Understanding why an async function that returns almost immediately puts system in a bad state in Swift

cantor · September 6, 2022, 5:18pm

I do state management locally in my class using a enum. If a particular async work is not done then I kick it off in a Task and then await that task's result. Once the async function completes, it caches the values and updates the state.

When the async task is already completed we use the cached value and return early after updating state. It is this path that sometimes throws the system off. The task completes but the next piece of code never picks up the state update. So all subsequent calls give me an error because we are not in an expected state. (This DOES NOT happen every time)

So we go from disabled -> starting -> starting -> starting forever, instead of going from disabled -> starting -> started.

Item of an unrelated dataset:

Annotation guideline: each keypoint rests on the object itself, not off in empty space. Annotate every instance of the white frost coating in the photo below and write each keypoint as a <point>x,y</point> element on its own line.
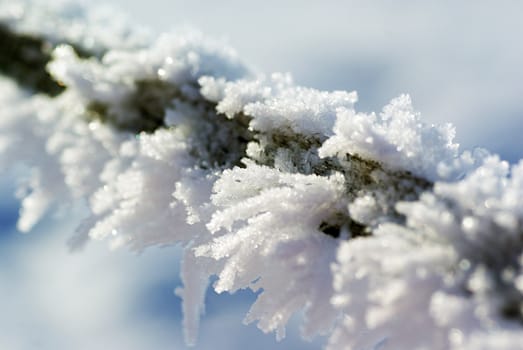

Following is a skeleton code I wrote in playground to explain the code structure. I was NOT ABLE to recreate the prod error.

import Foundation

struct AsyncResult {
    let resultKey: String
}

enum State {
    case disabled
    case starting(Task<(), Error>)
    case started(AsyncResult)
}

enum FinalResult {
 case result1
 case result2
}

enum ClientErrors: Error {
    case invalidState(State)
}

class Client {
    
    var state: State = .disabled
    var defaults = UserDefaults.standard
    var key = "resultKey"
    
    private func doSetup() async throws {
        if let result = defaults.string(forKey: key){
            // Cached value is read, state is updated and we return immediately instead of doing async work.
            print("Reusing saved value")
            state = .started(AsyncResult(resultKey: result))
            return
        }
        
        print("Doing setup")
        
        // Simulate time taken by async work needed to set the key
        try await Task.sleep(nanoseconds: 2_000_000_000)


        try await Task.sleep(nanoseconds: 1_000_000_000)

        
        try await Task.sleep(nanoseconds: 3_000_000_000)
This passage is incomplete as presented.